If so, when they talk about if the sponsor is responsible for supporting anyone financially including any children listed above, would they be making the assumption that we divide the financial responsibility for the children for the purposes of this form? Is he considered to be financially responsible for me-as his wife although I am an equal contributor?

And when talking about whether or not my sponsor gives to family or dependants-is this over and above regular day to day living expenses in our family?

I have only disclosed my intention to leave the country to my union rep at work-can I list them as contact for employer? Up until a month ago they also happened to be my direct line manager.
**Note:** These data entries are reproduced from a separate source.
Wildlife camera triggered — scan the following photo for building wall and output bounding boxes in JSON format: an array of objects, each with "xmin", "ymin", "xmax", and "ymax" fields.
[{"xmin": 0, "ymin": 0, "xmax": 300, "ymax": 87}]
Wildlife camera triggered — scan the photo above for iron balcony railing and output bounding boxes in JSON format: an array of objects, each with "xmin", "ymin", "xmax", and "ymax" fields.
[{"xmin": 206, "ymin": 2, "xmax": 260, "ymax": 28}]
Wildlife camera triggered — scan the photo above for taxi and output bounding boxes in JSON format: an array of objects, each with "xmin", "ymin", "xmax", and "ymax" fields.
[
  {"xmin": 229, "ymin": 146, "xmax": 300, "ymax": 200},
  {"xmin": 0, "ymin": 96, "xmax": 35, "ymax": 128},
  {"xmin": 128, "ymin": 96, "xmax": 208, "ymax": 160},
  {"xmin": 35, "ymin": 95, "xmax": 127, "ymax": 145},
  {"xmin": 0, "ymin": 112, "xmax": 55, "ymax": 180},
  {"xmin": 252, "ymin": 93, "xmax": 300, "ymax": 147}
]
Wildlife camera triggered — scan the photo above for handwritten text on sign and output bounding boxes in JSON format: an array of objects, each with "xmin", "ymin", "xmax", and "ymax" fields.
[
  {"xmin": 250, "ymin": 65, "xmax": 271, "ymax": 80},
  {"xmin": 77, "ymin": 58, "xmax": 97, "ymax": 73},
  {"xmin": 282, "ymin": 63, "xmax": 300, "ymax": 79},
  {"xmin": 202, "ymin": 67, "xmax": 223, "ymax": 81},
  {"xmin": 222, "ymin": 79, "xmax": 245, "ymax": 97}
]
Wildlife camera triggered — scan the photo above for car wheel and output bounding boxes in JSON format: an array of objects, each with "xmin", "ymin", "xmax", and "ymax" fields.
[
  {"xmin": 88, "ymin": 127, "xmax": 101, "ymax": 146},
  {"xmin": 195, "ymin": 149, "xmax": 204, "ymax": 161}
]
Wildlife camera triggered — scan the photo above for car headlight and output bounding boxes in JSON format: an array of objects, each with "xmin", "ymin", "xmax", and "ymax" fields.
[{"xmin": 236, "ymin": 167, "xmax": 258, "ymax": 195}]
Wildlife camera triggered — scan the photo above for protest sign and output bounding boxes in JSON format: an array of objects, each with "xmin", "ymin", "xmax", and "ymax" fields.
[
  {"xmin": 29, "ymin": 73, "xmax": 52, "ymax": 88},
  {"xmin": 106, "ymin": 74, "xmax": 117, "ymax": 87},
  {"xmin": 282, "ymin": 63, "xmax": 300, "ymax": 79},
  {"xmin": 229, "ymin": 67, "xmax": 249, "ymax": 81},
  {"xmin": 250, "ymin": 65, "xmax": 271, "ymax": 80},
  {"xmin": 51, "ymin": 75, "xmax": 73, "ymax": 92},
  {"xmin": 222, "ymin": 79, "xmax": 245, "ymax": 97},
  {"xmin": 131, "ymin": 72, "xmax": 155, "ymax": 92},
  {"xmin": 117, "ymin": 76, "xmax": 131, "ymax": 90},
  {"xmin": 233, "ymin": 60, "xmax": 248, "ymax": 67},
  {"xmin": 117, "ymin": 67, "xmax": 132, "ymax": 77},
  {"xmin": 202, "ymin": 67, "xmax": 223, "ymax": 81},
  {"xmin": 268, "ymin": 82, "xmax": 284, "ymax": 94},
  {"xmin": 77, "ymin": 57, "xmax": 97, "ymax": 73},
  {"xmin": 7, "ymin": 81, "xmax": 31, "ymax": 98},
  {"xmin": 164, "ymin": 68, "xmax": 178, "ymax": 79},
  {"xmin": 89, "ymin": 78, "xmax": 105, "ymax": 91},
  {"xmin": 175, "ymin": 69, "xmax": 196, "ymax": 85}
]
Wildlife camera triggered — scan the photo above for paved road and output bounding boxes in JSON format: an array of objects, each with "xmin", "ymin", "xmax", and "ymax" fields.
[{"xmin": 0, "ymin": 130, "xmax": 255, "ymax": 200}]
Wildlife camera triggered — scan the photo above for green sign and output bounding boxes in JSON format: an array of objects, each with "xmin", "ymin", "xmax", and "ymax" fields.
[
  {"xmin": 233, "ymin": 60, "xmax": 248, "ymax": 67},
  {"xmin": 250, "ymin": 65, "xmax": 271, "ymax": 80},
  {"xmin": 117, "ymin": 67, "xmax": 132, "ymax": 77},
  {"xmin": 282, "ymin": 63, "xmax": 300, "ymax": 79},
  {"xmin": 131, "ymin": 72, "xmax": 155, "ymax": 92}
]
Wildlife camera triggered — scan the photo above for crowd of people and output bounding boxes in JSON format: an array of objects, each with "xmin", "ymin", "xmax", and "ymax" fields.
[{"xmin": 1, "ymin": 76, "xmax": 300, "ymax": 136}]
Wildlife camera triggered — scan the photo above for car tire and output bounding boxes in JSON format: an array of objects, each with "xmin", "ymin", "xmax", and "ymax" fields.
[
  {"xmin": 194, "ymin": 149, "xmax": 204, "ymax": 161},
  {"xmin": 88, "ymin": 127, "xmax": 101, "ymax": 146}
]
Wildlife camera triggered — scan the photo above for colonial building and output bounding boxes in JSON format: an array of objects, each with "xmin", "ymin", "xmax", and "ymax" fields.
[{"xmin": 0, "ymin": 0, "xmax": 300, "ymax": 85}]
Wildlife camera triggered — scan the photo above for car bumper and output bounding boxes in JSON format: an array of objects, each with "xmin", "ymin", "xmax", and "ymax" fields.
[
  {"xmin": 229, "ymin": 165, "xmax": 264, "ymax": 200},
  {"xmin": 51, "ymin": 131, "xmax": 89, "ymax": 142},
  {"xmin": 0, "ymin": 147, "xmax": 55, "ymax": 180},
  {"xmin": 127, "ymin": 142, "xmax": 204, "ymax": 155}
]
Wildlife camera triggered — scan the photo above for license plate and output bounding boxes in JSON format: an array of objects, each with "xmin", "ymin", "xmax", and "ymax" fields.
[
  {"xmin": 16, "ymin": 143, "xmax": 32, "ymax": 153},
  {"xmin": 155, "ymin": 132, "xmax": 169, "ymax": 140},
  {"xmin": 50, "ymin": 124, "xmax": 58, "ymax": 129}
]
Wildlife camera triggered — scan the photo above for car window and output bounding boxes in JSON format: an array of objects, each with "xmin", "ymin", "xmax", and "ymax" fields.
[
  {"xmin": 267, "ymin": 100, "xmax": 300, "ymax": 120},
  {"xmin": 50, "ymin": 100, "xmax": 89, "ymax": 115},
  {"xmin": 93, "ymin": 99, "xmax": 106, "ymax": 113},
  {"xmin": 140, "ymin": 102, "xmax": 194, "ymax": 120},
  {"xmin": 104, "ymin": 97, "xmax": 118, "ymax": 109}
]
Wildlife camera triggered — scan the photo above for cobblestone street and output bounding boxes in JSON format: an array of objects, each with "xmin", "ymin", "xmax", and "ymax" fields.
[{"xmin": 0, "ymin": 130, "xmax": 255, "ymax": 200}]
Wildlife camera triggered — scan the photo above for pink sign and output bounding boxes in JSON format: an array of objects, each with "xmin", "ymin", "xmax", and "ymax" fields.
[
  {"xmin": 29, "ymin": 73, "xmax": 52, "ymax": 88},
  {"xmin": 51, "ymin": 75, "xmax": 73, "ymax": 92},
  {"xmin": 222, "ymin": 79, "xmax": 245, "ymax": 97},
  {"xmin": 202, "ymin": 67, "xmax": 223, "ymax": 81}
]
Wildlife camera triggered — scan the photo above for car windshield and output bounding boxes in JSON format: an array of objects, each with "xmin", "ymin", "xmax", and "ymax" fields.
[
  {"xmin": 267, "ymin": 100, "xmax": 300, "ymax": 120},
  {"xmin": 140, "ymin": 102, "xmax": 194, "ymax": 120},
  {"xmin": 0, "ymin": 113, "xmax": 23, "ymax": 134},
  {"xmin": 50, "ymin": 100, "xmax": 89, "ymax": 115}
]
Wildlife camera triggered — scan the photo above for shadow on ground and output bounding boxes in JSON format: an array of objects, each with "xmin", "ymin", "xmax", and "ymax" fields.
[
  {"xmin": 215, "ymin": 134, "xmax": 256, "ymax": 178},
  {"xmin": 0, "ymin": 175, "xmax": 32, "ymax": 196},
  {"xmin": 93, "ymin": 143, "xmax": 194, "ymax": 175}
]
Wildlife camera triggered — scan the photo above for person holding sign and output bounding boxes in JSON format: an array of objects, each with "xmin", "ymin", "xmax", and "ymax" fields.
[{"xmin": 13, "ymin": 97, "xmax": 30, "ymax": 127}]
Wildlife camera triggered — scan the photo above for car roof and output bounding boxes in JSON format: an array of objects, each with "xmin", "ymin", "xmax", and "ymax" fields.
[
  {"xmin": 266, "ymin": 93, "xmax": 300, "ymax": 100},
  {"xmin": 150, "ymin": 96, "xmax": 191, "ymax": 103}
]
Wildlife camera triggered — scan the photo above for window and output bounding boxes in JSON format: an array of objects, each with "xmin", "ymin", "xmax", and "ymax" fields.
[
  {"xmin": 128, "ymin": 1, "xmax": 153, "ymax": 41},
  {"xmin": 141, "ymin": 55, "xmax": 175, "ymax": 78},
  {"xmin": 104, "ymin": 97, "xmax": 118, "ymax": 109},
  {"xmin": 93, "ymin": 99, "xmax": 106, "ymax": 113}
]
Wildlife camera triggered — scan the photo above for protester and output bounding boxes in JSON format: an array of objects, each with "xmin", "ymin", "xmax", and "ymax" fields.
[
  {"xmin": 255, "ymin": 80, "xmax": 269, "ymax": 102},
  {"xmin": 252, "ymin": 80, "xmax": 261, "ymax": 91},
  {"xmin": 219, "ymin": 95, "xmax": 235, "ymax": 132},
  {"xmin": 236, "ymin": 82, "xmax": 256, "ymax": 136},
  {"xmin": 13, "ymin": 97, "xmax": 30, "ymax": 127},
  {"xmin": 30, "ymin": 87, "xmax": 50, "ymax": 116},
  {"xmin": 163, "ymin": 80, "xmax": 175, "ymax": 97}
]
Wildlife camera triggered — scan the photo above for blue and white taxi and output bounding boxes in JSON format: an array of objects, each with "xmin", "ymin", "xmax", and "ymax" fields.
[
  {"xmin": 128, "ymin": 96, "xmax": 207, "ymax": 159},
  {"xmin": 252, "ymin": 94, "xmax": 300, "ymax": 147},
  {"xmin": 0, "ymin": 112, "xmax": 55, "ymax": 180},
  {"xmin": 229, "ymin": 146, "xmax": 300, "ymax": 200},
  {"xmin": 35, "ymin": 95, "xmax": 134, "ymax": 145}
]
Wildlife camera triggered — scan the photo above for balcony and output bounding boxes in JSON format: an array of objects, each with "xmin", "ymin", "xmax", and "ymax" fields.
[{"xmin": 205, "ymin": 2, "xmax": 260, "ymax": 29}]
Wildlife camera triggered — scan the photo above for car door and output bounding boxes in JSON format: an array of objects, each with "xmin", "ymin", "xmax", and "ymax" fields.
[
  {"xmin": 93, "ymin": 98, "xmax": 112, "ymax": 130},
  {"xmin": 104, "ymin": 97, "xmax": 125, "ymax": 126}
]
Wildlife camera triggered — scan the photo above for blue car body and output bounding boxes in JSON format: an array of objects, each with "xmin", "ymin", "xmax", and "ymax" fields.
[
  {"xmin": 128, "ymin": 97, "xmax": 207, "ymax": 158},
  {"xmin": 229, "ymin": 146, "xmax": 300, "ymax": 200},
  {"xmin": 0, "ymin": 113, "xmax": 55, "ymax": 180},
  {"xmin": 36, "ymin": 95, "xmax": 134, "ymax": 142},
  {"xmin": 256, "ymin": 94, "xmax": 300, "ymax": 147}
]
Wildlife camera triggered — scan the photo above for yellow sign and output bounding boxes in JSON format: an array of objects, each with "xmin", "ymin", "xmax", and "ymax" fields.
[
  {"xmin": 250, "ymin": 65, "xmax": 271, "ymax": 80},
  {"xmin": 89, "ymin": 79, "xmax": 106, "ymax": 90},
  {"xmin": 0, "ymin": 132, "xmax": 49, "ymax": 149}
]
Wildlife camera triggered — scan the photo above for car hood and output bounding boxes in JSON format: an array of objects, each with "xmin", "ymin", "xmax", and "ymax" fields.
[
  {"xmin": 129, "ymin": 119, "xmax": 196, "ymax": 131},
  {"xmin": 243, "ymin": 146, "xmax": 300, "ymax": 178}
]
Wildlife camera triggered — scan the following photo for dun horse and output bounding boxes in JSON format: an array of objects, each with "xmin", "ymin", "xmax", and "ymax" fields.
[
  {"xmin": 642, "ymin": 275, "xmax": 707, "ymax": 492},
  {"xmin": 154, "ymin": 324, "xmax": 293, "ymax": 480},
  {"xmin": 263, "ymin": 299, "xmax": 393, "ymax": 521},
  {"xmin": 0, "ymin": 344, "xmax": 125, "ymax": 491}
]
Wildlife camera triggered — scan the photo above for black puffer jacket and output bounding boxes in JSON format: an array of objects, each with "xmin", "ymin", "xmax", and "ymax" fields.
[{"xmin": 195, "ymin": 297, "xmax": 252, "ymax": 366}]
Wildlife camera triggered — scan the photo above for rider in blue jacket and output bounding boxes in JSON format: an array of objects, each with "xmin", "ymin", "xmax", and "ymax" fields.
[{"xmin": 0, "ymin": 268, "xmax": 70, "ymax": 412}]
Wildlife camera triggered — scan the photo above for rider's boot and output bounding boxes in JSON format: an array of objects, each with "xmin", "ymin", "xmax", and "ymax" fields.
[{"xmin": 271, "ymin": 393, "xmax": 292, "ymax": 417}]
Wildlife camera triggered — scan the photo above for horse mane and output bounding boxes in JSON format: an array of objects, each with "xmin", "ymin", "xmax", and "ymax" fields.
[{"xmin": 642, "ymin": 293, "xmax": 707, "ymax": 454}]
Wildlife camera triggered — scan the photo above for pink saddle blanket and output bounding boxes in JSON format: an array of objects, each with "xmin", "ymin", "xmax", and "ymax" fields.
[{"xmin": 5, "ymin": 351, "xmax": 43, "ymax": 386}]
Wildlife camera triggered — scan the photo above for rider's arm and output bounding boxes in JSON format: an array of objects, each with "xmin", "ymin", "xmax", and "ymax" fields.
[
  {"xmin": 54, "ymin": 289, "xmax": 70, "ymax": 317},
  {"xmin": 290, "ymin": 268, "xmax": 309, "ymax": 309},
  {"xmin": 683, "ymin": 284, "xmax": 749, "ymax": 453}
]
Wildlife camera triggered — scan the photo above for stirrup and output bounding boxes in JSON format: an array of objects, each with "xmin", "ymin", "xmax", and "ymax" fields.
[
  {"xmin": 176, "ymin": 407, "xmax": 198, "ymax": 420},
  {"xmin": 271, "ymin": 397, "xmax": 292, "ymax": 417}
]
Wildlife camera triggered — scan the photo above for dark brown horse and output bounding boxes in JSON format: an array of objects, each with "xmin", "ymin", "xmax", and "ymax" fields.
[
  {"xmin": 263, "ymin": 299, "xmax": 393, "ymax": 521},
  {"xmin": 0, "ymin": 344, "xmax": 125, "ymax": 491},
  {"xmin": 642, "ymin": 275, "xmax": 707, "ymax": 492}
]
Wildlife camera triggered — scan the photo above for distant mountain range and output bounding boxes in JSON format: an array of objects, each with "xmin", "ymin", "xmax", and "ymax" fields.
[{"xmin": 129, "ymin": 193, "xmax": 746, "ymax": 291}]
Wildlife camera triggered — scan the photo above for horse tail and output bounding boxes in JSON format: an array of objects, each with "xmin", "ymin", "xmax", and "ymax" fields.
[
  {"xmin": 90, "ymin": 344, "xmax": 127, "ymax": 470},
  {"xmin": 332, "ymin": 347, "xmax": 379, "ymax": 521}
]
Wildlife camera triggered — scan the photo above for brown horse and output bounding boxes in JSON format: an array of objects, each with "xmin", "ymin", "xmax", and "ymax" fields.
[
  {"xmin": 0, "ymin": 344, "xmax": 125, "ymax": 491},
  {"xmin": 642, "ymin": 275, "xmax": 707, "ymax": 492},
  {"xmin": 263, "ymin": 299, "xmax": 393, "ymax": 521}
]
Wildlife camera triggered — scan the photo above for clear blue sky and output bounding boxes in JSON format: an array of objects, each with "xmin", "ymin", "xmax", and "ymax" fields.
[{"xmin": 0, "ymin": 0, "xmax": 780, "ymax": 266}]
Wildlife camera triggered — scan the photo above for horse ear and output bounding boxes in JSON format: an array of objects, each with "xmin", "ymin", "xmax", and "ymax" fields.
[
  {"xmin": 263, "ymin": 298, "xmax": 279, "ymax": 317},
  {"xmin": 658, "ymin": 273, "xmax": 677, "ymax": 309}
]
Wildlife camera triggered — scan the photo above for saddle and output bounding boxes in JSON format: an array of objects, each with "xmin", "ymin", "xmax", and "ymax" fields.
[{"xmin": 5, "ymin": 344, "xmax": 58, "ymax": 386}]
I just don't want to tell my work unless I know I am permitted to leave-I have been in this job for 12 years.

When it asks for the total monthly income from all sources-are we combining our income? Also-later it asks for the sponsors income- would that be individual or combined? Am I including monthly, quarterly tax benefits such as Child Tax benefit, tax rebates? Technically it isn't "income" more an "entitlement based on income"...but will show up on my bank statements. Also, we are regularly reimbursed for purchased health care services through a fund that we qualified for-does this need to be explained or claimed? These too will show up on bank statements.

I have no idea how to break down how much is spent on living expenses or amount used to support family members or other dependants-assuming this is referring to my immediate family.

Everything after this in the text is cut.